FAVORITE FIFTY

It’s time to share my favorite images for 2019. You can see the selection at the PHOTOGRAPHY tab above. I started this process of displaying a dozen or so images in 2011. I display 122 images over the nine years. Limiting the images of my favorites is difficult. Now I have made it more difficult by selecting my FAVORITE FIFTY (over the last ten years) and displaying them at the tab above, with the same name. I am determined to maintain just fifty images at this tab, regardless of how long I journey this process. I will only add an image when I am able to eliminate an image, hopefully resulting in a better and better FIFTY.

The process I started a decade ago has greatly benefited me - honing my style, learning by reflecting and selecting, and orderly documenting my journey.

It was a year of shooting fewer days, and yielding as much or more satisfying images as any other year. I give thanks to family for making it possible to have focus time capturing a little beauty in nature.

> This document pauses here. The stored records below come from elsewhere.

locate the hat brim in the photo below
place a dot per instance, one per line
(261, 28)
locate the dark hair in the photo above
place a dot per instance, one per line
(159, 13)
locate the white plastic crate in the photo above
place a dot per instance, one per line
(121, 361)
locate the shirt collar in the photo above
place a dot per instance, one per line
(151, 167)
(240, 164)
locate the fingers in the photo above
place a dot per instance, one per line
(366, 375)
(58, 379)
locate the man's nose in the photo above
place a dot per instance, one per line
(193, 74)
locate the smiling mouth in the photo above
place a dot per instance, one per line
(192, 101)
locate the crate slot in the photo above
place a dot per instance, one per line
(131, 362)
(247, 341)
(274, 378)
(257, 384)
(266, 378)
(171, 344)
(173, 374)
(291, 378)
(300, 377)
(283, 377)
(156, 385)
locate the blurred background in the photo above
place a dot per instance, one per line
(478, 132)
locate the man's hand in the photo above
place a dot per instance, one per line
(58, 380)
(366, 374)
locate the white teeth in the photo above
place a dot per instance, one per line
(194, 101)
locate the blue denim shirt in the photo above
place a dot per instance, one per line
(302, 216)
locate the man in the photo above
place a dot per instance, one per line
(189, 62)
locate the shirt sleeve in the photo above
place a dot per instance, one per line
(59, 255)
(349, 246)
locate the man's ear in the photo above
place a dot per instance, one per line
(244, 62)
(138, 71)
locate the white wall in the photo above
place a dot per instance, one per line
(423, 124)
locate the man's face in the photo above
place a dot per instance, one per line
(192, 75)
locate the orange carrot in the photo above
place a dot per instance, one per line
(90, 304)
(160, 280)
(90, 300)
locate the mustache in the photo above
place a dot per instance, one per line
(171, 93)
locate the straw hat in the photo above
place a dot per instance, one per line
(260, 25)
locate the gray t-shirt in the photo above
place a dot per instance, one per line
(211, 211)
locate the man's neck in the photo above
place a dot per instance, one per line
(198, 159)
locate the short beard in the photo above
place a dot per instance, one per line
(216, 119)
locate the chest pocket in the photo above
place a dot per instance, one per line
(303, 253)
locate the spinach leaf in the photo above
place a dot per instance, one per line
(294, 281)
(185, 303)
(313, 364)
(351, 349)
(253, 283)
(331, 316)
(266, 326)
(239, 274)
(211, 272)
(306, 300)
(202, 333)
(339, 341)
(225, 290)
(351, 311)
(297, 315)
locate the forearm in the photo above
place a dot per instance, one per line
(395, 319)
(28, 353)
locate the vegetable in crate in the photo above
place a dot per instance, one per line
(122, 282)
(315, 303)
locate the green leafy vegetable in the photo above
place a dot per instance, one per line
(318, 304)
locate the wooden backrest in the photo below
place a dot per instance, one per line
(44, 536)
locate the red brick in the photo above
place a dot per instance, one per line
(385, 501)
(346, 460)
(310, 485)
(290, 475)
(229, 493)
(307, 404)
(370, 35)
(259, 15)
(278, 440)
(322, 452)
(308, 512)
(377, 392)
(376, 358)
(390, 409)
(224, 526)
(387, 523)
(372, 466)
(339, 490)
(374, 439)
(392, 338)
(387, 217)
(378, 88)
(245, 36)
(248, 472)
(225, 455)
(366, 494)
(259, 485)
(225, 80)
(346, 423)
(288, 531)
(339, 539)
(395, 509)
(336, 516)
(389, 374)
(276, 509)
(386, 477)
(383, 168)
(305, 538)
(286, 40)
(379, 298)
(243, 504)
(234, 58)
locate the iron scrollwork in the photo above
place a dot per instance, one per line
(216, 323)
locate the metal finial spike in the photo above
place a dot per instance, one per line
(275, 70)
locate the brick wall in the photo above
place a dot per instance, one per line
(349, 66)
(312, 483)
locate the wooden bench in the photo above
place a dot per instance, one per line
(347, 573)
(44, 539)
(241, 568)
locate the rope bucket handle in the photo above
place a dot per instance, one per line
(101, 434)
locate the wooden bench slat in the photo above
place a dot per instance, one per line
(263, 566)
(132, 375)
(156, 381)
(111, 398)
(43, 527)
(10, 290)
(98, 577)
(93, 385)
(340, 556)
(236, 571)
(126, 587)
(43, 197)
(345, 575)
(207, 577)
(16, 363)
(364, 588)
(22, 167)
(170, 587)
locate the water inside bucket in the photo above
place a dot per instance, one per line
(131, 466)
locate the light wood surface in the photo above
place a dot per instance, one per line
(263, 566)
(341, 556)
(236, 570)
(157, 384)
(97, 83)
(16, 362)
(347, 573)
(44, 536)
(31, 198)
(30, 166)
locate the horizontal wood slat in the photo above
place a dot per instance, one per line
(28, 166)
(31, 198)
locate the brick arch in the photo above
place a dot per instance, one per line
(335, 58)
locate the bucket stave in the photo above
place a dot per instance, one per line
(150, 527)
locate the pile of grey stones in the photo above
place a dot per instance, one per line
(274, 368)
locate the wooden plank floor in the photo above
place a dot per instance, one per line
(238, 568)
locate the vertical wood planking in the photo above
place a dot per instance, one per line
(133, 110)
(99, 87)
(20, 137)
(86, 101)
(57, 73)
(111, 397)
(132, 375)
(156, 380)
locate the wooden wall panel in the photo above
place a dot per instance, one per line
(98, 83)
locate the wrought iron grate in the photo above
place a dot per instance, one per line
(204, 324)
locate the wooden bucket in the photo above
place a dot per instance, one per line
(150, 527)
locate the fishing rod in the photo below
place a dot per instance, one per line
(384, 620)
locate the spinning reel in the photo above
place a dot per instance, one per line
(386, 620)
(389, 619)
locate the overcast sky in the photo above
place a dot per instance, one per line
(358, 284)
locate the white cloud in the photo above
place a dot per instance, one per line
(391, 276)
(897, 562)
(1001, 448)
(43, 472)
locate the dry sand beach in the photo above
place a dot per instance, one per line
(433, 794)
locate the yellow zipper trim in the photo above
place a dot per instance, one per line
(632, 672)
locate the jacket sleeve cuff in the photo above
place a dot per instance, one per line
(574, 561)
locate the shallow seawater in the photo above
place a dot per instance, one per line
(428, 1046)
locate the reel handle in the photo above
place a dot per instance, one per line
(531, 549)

The favorite of the year is influenced by a first for me - capturing the Milky-Way over the water of Lake Champlain at Button Point.

Good Night My Love

The capture was a year in the making - planning the right time, the right location, the right equipment, and learning night capture techniques. Thanks to Jim Nickelson and Shannon Kalahan, night photography experts, for providing needed direction. After some stumbling and two overnight stays at Basin Harbor, I finally identified Button Point as a perfect location for my capture - water, possible reflection, interesting foreground and the Milky-Way over the Adirondacks.

I am not used to this much work with my imaging - I usually take what nature gives at sunrise or sunset looking at potential with water, trees, horizon. Button Point is in a State Park, a mile walk through the woods from my stay at Basin Harbor Resort. The walk back to my night’s stay through the pitch dark with my new head lamp was an interesting experience - I imaged getting lost in the woods, spending the night searching the right direction.

I call the image Good Night My Love for my love of the wonder of water, settling for the night. And, as I reflect more, for the slow goodbye of Patty, entering the ninth year of the dreadful Alzheimer’s disease.